Eligibility criteria for the student loan interest deduction
You must meet certain eligibility requirements to claim the student loan interest deduction.
- You must be legally on the hook to pay the interest on the student loan. Borrowers and cosigners are legally obligated to repay the debt. A parent who voluntarily makes payments on their child’s student loans cannot deduct the interest if they aren’t legally obligated to pay the interest.
- You must not be claimable on anyone else’s tax return. The student borrower may be able to claim the deduction based on the amounts paid by the parents, but only if the student cannot be claimed as a dependent on anyone else’s tax return. If the parents could claim the student as a dependent but choose not to, the student is not eligible to claim the student loan interest deduction.
- Your tax filing status is single, married filing jointly, head of household or qualifying widow(er). Taxpayers who file their federal income tax returns as married filing separately are not eligible.
The student must also satisfy certain eligibility requirements.
- The student must have been enrolled on at least a half-time basis. If the student is enrolled on less than a half-time basis, such as is common in continuing education programs, the student loans are not eligible for the student loan interest deduction.
- The student must be enrolled in a program leading to a degree or certificate at an eligible educational institution. Eligible educational institutions are limited to accredited postsecondary institutions that are eligible for Title IV federal student aid.

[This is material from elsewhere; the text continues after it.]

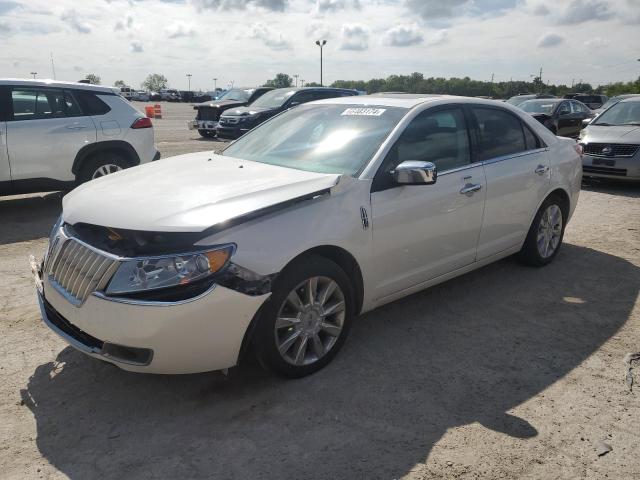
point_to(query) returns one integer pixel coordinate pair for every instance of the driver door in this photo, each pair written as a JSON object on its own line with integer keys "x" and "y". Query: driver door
{"x": 421, "y": 232}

Income phase-outs for the student loan interest deduction
There is an income limit for the student loan interest deduction. So, you might be ineligible if you have too high an income.
The income phase-outs are based on the taxpayer’s filing status and modified adjusted gross income (MAGI). The amount of the student loan interest deduction is reduced proportionately within the income phase-outs and eliminated entirely when income exceeds the upper end of the income phase-outs.
Tax Filing Status
Income Phase-outs (2019)
$70,000 to $85,000
Head of Household
$70,000 to $85,000
$70,000 to $85,000
Married Filing Jointly
$140,000 to $170,000
Married Filing Separately
How much is a student loan interest deduction worth?
You find out the good news that you’re eligible. Great! But, how much will it actually save you? Well, it’s important to note this is an above-the-line deduction, not a tax credit. So, it only helps you reduce your taxable income.
For example, suppose you have $60,000 in taxable income last year and paid $2,500 in student loan interest. Since your income is below the income phase-outs, the student loan interest deduction is not reduced. Your taxable income would become $57,500. This then reduces your tax liability.
To understand how much that will ultimately save you on your tax bill, multiply the amount student loan interest you’re eligible to deduct by your tax bracket.
If your MAGI is $60,000, you are in the 22% tax bracket. If you paid $1,000 in student loan interest, which is about the average deduction, the student loan interest deduction will save you about $220. The maximum anyone might save is $550.
How do you claim a student loan interest deduction?
Luckily, claiming a student loan interest deduction is relatively easy since you don’t need to itemize your taxes to claim the deduction.
If you paid more than $600 in student loan interest to a single lender, you’ll get a 1098-E stating how much you paid in interest on qualified education loans.
Don’t worry if you didn’t receive a 1098-E form from your lender. Simply call them and ask for the amount you paid in student loan interest. You may also be able to access this information by logging into your account on the lender’s web site.
Enter that number on line 33 on Schedule 1 of IRS Form 1040 where it says,“Student loan interest deduction.”